The Real Charlie Chaplin
Made using a combination of archive footage, interviews and re-enactment, this documentary looks at the life and work of Charlie Chaplin. Using both Chaplin’s own words and those of others who knew him, it attempts to paint a picture of the man behind the performance.

by Kambole Campbell |
Published on
Release Date:

18 Feb 2022

Original Title:

The Real Charlie Chaplin

“Who was the real Charlie Chaplin?” It’s a simple enough question with an apparently very complicated answer, one that threads a needle through the context of the death of silent film, two world wars and the authoritarianism of America’s Red Scare. Directors Peter Middleton and James Spinney take the tone of a video essay, placing emphasis on authorial voice rather than faux-objectivity; with its detailed sonic textures and Pearl Mackie’s soft-spoken narration, traces of the pair’s previous, sensory documentary Notes On Blindness are present from the start.

The Real Charlie Chaplin

In that respect, The Real Charlie Chaplin is refreshing, but in others it seems old-hat, a feeling deepened by just how meandering a route it takes towards an inconclusive answer. Conceptually, it makes some sense — the true nature of Chaplin as a person is itself vague and ill-defined, obscured by layers of performance, so the answer feels constantly out of reach.

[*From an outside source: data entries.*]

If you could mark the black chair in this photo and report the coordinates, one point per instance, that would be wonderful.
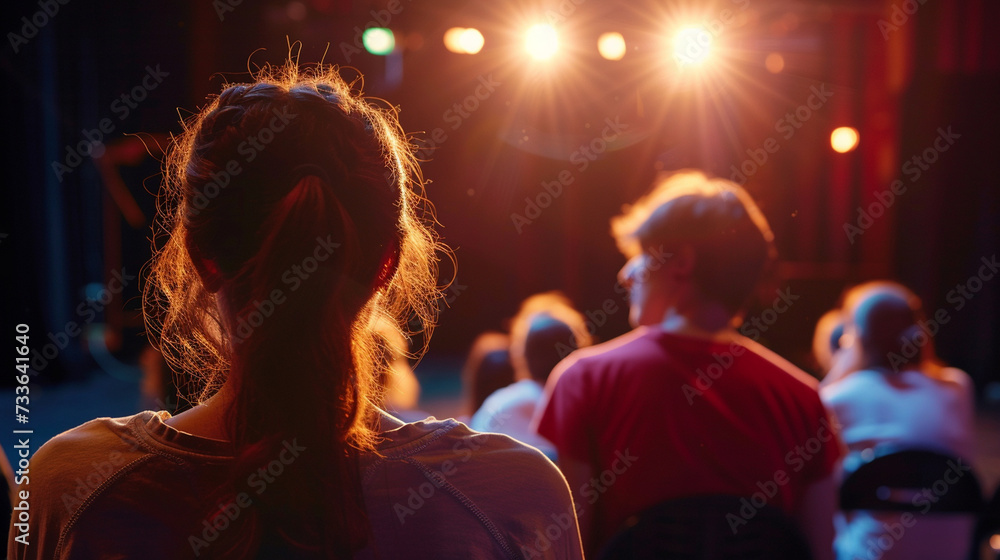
(701, 528)
(988, 531)
(893, 478)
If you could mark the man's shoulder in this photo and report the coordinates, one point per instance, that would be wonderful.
(635, 345)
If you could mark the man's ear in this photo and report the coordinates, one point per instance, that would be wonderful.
(208, 270)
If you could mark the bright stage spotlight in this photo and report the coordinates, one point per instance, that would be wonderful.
(541, 41)
(464, 40)
(844, 139)
(378, 40)
(692, 46)
(611, 45)
(774, 63)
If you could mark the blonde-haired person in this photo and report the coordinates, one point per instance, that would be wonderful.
(684, 405)
(544, 331)
(890, 388)
(295, 219)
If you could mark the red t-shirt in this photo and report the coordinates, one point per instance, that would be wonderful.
(661, 416)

But it becomes frustrating when the film continually delays engagement with the question it opens with, in favour of a more standard structure that tackles his biography in chronological order.

There are some striking creative decisions, however, particularly in the editing of archive footage. The documentary ponders the ephemeral nature of the pictures themselves, its melting images emphasising film as a medium that decays, perhaps in a visual emulation of how Chaplin’s fame itself gradually faded. The Real Charlie Chaplin is at its most engaging in such moments, when it takes the performer’s visual playfulness and applies it to the film’s investigation, as well as extremely prescient questions of how his fame protected him from scrutiny for a time — concerning the actor’s numerous teenage brides, for example. Less inspiring are its moments of re-enactment, with actors lip-syncing to interview audio as in Clio Barnard’s The Arbor, an effect replicated to diminishing returns here. It’s a shame that even as it plays with so many different modes of storytelling, the film never feels as though it offers us anything new.

In its search for the personality behind the creator of one of cinema’s most famous comic characters, The Real Charlie Chaplin too often lapses into dreary convention, despite flashes of brilliance in its use of archive footage.